A judge decided Friday that Mr. Ford will have to appear in person to answer allegations he broke the Municipal Conflict-of-Interest Act when he voted to let himself off the hook for failing to repay $3,150 that lobbyists and their clients had donated to his personal football foundation.
The looming court case is the latest in a string of incidents that raise questions about Mr. Ford’s judgment and distract from his day-to-day work as mayor, such as the recent furor over his reading while driving on the Gardiner Expressway.
But this time, there is more at stake than unflattering headlines: If Mr. Ford is found to have broken the Act, he would automatically lose his job.
The judge could then decide to ban him from running again for up to seven years.
The severity of the penalty could mean that Mr. Justice Charles Hackland, the Ottawa judge overseeing the case, might be sympathetic to defence arguments that would keep Mr. Ford from losing his job – especially considering the incident arose out of the mayor’s passion for a charity that provides football equipment to underprivileged high schools.
Alan Lenczner, the prominent lawyer defending the mayor, will start by arguing that council did not have the power to order Mr. Ford to pay back the money in the first place. “Our alternative defences are if there is any contravention, and we say there is not, then it was by inadvertence or error in judgment … ” Mr. Lenczner says, adding that the money was “not a significant sum of money for any one of those donors.”
Clayton Ruby, the high-profile lawyer who will grill the mayor, will be arguing that Mr. Ford, a 12-year veteran of city council, knew he should have recused himself from the debate and vote. The rules are right there in the council handbook, Mr. Ruby suggests at the start of the June 28 cross-examination. Mr. Ford says repeatedly he cannot recall ever receiving or reading a handbook.
“Do you have any memory of the handbook?” Mr. Ruby asks.
“I just answered that question,” Mr. Ford replies.
“You said, ‘I have a memory in my mind.’ What is it you have in your mind?”
“I can remember what I ate for breakfast this morning.”
At the heart of the case is a speech and vote that Mr. Ford made on Feb. 7.
A year-and-a-half earlier, when Mr. Ford was still a gadfly councillor from Etobicoke’s Ward 2, council ordered him to repay out of his own pocket $3,150 in donations that the Rob Ford Football Foundation had received from 11 lobbyists or their clients and one corporation that does business with the city.
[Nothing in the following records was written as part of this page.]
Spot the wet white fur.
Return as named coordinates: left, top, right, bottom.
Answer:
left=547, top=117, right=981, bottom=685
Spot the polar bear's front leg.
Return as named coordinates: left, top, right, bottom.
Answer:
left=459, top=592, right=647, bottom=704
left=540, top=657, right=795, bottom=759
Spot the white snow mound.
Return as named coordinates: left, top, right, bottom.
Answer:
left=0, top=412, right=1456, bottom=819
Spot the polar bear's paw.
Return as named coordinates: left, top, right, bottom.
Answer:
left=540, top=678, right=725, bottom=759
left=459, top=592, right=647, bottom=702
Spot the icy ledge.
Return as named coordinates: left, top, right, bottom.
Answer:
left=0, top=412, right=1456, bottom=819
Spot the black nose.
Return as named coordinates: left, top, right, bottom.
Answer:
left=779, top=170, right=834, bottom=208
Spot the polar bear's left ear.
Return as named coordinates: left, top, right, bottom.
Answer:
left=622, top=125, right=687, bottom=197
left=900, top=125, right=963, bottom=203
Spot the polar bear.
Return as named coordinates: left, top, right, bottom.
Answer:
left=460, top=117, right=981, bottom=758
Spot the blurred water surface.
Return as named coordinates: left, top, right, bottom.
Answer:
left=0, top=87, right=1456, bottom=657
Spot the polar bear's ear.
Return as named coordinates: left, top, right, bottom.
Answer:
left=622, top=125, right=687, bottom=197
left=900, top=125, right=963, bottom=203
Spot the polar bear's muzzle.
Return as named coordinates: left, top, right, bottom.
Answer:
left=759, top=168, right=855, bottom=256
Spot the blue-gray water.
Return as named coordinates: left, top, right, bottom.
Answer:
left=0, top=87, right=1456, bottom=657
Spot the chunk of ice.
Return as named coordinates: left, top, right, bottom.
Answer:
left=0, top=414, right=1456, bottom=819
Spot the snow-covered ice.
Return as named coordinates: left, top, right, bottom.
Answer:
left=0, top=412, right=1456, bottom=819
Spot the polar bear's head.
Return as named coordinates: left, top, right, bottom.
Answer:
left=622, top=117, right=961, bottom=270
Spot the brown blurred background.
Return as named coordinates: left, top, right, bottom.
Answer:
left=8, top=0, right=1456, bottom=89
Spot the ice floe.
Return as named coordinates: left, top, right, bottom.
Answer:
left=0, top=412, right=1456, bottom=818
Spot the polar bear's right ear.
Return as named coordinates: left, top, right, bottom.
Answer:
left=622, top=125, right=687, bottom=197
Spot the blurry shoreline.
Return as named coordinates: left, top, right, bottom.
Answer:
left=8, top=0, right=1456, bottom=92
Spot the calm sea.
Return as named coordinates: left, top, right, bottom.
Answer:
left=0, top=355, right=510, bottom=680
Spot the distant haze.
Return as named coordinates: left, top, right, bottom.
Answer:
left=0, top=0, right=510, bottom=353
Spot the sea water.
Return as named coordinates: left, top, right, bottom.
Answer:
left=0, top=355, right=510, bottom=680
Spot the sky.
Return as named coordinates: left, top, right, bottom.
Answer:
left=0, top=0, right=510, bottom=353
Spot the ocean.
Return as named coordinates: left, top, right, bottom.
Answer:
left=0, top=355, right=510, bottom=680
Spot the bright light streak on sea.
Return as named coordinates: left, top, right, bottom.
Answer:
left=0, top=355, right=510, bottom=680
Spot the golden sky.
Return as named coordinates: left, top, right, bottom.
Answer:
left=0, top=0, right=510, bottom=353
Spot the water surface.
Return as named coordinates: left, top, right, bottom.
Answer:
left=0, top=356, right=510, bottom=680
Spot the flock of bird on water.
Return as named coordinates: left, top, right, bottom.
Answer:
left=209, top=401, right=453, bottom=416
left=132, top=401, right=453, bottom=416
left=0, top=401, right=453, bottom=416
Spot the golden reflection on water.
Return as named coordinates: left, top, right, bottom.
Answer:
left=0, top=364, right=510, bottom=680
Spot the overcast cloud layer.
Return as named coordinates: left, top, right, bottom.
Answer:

(The lobbyists weren’t named at the time, but Mr. Ford revealed during the cross-examination that one was an unnamed taxi company and another was the Woodbine Entertainment Group, which is now lobbying for a full-scale casino at its racetrack slots location.)
Council handed out the punishment at the urging of the city’s Integrity Commissioner, who concluded that Mr. Ford broke the councillors’ Code of Conduct when he used the city’s logo, his councillor letterhead and the time of a city-paid staffer to solicit donations for his foundation.
Despite six reminders from the commissioner, Mr. Ford declined to pay back the money. The issue landed back at council Feb. 7, when Mr. Ford, now mayor, delivered a speech arguing he should not have to repay money that did not benefit him personally. He voted with the council majority to scrap his own punishment.
That decision led to Toronto resident Paul Magder filing a lawsuit against Mr. Ford. Mr. Magder volunteered on the unsuccessful run for school trustee of Adam Chaleff-Freudenthaler, an activist who led the push to have the mayor’s campaign expenses audited.
Mr. Ford says again and again during the cross-examination that he relied on the city solicitor to tell him when he was supposed to declare a conflict and recuse himself from a debate and a vote. Nobody warned him to step aside on Feb.7, he says.